# Hausautomatisierung via S7-1200 für Smartphones



## Flipdajunk (15 April 2013)

Hallo,
ich bin in dem Siemens Forum auf folgendes gestoßen.

http://www.sps-forum.de/simatic/629...g-mit-hilfe-des-webservers-der-s7-1200-a.html
(link jetzt auch für diese Forum)

Ich finde durch den Webserver auf der 1200er ist es einer Überlegung wert, solche Steuerungen Zuhause einzusetzen.

Gruß Flip


----------



## IBFS (15 April 2013)

Wegen einen WEB-Server muss man keine SIEMENS-Steuerung einsetzen, erst recht keine S7-1200.
Schreibe erstmal was du "Zuhause" vor hast. Pauschale Aussagen gibt es da wirklich nicht.


----------



## Flipdajunk (16 April 2013)

Naja,
ich möchte meine Beleuchtung, Rollos und Heizung über mein Handy und über Taster in der Wohnung Steuern können. Und das eventuell auch von außerhalb meines Heimnetzes.


----------



## Paul (17 April 2013)

Flipdajunk schrieb:


> Naja,
> ich möchte meine Beleuchtung, Rollos und Heizung über mein Handy und über Taster in der Wohnung Steuern können.
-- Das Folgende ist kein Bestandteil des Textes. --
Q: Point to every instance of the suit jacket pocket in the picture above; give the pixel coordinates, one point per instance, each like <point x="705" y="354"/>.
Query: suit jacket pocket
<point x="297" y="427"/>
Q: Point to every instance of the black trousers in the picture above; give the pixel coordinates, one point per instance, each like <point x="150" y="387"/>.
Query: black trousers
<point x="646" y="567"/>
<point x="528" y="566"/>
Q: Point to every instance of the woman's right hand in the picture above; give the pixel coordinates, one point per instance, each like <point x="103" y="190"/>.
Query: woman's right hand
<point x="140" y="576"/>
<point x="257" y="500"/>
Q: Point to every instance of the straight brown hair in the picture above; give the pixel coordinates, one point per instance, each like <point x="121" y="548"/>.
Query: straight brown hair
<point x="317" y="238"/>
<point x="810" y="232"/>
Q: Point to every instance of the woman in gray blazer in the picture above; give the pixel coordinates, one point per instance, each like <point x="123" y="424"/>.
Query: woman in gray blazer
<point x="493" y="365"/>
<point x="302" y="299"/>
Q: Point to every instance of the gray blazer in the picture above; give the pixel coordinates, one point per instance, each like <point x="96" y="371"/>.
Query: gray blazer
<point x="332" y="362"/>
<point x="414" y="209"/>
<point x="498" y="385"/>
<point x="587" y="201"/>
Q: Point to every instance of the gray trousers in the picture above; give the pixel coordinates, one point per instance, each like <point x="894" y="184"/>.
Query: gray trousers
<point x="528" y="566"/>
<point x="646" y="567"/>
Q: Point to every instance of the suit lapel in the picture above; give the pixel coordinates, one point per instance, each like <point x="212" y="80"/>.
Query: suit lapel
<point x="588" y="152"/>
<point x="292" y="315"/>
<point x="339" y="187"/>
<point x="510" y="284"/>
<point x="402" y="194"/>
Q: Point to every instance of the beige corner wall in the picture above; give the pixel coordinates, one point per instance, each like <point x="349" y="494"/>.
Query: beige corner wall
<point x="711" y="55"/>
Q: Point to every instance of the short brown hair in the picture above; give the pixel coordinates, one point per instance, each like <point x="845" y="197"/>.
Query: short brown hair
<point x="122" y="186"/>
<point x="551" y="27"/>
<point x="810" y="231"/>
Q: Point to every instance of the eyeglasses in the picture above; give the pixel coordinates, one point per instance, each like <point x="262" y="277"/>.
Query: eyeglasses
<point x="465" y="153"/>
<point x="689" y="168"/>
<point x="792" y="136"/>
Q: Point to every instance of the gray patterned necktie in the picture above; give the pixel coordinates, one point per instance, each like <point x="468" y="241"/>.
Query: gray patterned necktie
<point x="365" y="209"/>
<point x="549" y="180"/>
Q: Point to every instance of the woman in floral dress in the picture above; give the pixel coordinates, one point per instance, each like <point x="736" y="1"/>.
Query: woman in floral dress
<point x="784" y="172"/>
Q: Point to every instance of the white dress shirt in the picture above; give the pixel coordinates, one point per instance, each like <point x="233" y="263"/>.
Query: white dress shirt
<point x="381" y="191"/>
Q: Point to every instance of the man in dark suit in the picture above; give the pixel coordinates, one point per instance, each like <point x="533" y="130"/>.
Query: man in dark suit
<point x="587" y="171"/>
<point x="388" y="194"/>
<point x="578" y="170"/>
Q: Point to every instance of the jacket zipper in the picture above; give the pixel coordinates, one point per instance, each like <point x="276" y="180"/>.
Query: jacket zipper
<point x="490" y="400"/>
Und das eventuell auch von außerhalb meines Heimnetzes.


Manchmal frage ich mich ob euere Generation überhaupt überlebensfähig
wäre, wenn man euch die Sch... Smartphones wegnehmen würde.

Und die Schnabeltasse voll Latte Maciato to Go gleich mit dazu.

Sorry aber das musste mal raus.


----------



## Flipdajunk (18 April 2013)

Paul schrieb:


> Manchmal frage ich mich ob euere Generation überhaupt überlebensfähig
> wäre, wenn man euch die Sch... Smartphones wegnehmen würde.
> 
> Und die Schnabeltasse voll Latte Maciato to Go gleich mit dazu.
> ...



Manchmal frage ich mich ob euere Generation überhaupt überlebensfähig
wäre, wenn ihr nicht dauernd über die jüngere Generation meckern könntet.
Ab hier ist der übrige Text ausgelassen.